The current study has many strengths, most notably the longitudinal study design and large and socioeconomically and ethnically/racially diverse population-based sample of emerging adults. Additionally, participants self-generated responses to apps used for managing their eating, activity, and weight, allowing us to build understanding of the breadth of WRSM apps used among the population. However, we had to make some assumptions about types of use as participants reported the WRSM apps that they used and not what features of the WRSM apps that they used. Additionally, because of the lower prevalence of WRSM apps, particularly among men, we may not have been able to statistically detect all associations despite potentially meaningful effect estimates. Further, due to low numbers of gender minorities and the use of gender-stratified analyses, gender minorities were excluded from the present analyses and warrant future research. Moreover, it is possible that there may have been other unmeasured factors that influenced WRSM app use over time such as nutritional knowledge or being introduced to WRSM for health reasons. Future research should examine smaller increments of time and explore unmeasured potential reasons for WRSM app use.

The findings of this study indicate that WRSM apps are popular among emerging adults in general, but more common among women and those with higher educational attainment or who are college students. The present study suggests that eating and weight-related concerns in adolescence may predict use of dietary-focused apps in emerging adulthood, particularly for women, but that BMI may explain many of these associations. Further, eating and weight concerns may not be the most salient predictors of future WRSM app use, but that youth with elevated BMI may be particularly likely to engage in future WRSM. Future research is needed to identify potential mental and physical health consequences of using WRSM apps, particularly whether eating and weight-related concerns increase because of using WRSM apps. Clinicians, parents, and public health professionals should exhibit caution when recommending or encouraging the use of WRSM apps until we are able to further understand the temporality of WRSM app use and negative health consequences.

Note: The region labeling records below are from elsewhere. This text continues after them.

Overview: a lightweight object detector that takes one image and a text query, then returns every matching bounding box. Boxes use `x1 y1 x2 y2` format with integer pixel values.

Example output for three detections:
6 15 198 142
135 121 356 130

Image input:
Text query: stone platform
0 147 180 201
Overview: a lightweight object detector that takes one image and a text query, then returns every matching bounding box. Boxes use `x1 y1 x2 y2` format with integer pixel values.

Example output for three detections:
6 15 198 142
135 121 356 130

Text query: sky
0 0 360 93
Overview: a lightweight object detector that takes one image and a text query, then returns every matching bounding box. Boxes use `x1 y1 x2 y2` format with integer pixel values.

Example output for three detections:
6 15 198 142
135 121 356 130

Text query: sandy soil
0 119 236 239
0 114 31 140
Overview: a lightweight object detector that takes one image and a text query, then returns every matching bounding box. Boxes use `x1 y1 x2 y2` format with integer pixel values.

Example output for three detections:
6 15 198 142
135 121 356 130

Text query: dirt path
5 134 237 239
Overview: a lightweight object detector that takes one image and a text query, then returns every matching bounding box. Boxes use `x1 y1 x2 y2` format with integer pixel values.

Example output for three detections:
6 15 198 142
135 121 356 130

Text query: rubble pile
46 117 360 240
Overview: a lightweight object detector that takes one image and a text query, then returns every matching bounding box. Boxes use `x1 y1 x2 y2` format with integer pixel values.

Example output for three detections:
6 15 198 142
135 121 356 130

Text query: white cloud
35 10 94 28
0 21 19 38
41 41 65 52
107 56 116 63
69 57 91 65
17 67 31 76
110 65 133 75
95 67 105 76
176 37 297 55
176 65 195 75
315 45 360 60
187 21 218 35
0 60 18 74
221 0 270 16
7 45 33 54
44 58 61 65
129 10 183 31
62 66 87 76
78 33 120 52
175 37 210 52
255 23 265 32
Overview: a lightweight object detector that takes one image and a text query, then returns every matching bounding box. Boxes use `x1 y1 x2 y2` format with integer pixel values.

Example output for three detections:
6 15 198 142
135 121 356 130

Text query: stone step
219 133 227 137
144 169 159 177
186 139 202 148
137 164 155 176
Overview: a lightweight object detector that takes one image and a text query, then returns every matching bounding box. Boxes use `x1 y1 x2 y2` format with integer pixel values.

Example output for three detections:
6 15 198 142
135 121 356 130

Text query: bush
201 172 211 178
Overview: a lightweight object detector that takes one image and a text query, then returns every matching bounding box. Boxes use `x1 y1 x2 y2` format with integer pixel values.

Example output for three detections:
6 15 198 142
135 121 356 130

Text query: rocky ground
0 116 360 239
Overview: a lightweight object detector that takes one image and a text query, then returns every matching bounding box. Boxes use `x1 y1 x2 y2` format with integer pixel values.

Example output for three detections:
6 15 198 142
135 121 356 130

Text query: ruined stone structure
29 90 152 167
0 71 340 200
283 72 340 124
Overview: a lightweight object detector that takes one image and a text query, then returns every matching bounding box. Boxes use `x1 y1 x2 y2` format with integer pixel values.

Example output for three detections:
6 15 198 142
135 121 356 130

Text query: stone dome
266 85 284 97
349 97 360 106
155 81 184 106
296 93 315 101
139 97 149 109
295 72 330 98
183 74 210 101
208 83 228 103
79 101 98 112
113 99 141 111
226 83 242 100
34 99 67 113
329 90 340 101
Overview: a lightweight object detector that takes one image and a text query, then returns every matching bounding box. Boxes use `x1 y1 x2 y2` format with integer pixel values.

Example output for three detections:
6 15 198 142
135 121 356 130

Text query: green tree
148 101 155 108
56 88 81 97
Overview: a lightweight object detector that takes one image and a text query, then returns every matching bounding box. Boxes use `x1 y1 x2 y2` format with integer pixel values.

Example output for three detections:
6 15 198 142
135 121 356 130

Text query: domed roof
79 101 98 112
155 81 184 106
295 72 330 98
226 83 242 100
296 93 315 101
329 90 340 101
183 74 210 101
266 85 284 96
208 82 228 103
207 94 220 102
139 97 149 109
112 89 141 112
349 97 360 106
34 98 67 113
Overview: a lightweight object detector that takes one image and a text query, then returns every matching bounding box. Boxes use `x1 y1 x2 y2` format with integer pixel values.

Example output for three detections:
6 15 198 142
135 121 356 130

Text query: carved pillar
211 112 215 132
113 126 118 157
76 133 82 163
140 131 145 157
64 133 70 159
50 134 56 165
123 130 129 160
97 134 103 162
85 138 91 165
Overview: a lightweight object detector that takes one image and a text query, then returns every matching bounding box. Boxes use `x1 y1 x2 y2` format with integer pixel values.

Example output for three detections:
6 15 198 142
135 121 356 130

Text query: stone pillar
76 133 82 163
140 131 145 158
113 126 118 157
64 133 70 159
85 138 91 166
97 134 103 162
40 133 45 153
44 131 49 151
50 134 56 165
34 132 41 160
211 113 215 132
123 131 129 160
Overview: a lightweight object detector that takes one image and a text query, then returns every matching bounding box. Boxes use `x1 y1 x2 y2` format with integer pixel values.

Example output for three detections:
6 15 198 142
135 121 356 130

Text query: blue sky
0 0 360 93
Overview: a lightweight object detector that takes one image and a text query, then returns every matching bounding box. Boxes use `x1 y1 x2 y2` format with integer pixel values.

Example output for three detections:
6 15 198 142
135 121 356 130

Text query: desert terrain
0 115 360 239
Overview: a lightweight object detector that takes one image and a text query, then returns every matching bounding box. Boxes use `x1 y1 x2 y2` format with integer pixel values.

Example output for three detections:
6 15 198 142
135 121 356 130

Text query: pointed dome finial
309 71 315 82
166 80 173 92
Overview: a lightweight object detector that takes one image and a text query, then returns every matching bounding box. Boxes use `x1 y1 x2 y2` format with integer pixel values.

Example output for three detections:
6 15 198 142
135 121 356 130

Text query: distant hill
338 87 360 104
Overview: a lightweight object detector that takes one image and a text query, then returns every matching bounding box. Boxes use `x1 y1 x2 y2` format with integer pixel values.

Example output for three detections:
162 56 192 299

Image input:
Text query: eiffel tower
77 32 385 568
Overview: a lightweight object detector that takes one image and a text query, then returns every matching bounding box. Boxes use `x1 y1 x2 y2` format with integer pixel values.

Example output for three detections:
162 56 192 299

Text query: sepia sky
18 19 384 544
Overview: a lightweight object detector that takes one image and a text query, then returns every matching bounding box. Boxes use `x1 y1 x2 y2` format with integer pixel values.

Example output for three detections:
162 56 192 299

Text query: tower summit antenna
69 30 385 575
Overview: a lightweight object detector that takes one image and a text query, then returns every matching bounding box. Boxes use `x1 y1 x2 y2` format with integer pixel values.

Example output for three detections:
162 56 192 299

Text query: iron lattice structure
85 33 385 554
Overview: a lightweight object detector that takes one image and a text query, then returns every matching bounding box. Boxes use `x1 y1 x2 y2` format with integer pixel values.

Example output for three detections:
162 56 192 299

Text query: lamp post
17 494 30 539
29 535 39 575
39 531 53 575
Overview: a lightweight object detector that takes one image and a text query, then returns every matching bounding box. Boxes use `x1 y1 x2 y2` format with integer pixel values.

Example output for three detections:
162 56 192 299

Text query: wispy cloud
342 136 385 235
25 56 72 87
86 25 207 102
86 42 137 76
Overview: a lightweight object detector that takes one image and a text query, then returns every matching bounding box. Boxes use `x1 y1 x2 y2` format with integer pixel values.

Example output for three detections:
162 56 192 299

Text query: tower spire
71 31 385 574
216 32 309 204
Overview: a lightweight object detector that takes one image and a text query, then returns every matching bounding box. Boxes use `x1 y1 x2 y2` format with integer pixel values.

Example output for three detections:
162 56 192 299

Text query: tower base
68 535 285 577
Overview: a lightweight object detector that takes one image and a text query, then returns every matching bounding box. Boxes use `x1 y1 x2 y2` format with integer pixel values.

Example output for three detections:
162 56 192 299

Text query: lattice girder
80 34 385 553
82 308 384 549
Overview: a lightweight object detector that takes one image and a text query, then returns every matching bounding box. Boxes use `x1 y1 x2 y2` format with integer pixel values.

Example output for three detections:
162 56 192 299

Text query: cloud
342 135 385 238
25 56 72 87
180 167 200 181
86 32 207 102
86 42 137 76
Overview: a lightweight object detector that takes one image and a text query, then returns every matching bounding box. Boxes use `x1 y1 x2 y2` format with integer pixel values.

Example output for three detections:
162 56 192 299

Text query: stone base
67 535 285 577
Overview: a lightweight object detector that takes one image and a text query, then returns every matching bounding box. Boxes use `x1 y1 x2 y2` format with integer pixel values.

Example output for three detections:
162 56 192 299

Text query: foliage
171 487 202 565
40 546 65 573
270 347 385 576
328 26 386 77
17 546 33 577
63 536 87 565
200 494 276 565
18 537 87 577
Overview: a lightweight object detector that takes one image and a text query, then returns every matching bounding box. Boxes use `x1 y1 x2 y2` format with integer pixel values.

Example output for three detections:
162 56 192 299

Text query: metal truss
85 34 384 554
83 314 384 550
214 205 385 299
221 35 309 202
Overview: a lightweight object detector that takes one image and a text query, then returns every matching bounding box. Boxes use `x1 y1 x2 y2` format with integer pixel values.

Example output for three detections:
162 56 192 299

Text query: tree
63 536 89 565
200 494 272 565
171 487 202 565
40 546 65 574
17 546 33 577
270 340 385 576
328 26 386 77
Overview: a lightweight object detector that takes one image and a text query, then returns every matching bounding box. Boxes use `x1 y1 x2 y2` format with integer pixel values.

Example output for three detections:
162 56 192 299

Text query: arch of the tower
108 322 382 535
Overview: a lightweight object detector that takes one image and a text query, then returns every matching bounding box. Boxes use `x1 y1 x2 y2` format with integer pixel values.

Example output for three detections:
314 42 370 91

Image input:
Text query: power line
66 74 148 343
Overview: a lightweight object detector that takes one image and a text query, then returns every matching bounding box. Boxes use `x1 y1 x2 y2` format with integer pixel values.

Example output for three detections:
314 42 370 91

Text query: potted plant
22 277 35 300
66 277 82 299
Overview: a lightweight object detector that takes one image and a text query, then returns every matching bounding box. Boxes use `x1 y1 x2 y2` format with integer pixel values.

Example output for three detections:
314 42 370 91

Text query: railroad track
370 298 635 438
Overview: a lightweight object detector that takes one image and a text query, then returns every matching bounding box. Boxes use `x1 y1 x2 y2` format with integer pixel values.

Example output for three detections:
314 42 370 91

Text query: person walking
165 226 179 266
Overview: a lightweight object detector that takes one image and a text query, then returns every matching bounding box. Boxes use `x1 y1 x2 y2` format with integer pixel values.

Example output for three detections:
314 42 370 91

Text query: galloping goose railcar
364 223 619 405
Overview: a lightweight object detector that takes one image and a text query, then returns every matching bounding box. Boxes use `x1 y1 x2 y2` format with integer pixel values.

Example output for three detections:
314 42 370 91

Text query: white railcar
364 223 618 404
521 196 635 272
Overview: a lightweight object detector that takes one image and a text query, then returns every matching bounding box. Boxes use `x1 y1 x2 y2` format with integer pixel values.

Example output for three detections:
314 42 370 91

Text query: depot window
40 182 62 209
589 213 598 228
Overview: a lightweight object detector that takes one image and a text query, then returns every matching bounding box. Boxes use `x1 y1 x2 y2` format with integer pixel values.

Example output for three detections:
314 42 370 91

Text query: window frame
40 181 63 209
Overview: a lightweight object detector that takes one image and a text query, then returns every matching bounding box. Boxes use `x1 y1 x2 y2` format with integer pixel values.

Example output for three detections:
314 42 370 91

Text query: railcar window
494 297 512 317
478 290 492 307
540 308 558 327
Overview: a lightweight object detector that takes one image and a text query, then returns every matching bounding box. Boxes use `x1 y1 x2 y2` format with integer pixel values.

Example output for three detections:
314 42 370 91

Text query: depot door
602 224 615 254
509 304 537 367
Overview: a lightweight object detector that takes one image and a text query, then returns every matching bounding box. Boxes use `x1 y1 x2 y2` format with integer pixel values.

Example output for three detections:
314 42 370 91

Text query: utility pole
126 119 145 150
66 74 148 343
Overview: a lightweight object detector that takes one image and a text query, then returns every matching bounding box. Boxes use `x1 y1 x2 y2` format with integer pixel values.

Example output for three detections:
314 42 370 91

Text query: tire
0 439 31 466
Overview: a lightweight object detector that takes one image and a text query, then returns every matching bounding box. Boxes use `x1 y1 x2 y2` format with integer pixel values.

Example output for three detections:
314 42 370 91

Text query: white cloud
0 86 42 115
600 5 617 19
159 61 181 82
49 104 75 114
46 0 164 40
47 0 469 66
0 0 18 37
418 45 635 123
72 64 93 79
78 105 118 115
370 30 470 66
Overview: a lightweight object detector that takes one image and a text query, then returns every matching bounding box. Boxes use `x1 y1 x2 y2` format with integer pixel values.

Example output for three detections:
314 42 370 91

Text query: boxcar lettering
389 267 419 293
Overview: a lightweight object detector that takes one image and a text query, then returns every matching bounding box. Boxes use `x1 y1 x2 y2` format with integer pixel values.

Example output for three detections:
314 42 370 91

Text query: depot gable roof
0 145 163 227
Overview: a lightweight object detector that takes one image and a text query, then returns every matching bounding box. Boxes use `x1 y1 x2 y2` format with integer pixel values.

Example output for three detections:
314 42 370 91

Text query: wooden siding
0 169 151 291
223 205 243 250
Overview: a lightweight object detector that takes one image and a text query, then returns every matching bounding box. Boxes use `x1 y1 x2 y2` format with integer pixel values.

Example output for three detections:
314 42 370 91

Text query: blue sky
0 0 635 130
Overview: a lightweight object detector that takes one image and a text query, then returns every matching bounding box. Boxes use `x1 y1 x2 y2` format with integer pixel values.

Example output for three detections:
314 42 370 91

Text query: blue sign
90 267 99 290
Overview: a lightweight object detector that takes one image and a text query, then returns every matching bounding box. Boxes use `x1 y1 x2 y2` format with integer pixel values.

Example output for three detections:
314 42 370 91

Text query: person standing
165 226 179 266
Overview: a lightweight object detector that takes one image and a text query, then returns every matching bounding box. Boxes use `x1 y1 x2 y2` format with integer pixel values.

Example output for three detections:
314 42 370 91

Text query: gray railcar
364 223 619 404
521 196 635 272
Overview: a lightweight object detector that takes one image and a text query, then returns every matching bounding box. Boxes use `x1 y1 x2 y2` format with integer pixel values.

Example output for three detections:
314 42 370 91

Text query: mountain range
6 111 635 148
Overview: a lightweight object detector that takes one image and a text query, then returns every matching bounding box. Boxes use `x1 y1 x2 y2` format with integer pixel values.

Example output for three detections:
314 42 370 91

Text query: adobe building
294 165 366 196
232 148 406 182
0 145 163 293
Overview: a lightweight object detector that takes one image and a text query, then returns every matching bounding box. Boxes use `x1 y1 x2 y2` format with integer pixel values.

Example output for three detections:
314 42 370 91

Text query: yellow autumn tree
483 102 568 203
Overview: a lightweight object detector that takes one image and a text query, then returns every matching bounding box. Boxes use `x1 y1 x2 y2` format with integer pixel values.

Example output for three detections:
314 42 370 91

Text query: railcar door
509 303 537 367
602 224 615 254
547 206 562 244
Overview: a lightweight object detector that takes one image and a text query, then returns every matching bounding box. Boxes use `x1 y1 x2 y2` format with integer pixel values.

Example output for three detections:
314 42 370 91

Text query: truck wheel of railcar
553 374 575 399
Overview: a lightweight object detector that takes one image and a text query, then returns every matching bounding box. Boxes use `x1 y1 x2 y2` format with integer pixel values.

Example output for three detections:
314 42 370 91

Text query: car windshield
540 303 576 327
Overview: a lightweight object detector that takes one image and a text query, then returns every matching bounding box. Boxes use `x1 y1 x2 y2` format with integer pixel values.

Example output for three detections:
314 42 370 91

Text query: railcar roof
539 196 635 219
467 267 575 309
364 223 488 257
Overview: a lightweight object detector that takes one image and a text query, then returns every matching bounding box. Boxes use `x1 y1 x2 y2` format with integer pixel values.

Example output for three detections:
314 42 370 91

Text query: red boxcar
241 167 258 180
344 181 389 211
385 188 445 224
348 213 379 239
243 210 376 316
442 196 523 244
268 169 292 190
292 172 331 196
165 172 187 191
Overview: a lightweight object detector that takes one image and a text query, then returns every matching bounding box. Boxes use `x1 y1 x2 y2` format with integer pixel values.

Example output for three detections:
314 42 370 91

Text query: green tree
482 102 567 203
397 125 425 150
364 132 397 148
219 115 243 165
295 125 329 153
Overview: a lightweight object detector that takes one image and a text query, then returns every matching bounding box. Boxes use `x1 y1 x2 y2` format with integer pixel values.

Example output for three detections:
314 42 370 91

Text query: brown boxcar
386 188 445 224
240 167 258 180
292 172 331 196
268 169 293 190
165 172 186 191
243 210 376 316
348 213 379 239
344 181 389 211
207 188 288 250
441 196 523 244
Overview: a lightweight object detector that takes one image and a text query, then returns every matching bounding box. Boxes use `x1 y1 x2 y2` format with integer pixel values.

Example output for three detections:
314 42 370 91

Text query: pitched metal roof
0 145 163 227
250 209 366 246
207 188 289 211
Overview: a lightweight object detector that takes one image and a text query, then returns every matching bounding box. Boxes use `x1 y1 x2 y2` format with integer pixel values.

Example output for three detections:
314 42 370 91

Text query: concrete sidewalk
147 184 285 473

What is already known on this subject?

Use of weight-related self-monitoring (WRSM) apps is cross-sectionally associated with eating and weight-related concerns. However, little is known whether eating and weight-related concerns in adolescence predict use of WRSM apps in emerging adulthood.

What does the study add?

This study adds valuable information on the longitudinal relationships between eating and weight-related concerns in adolescence predicting increased likelihood of using weight-related self-monitoring apps in emerging adulthood.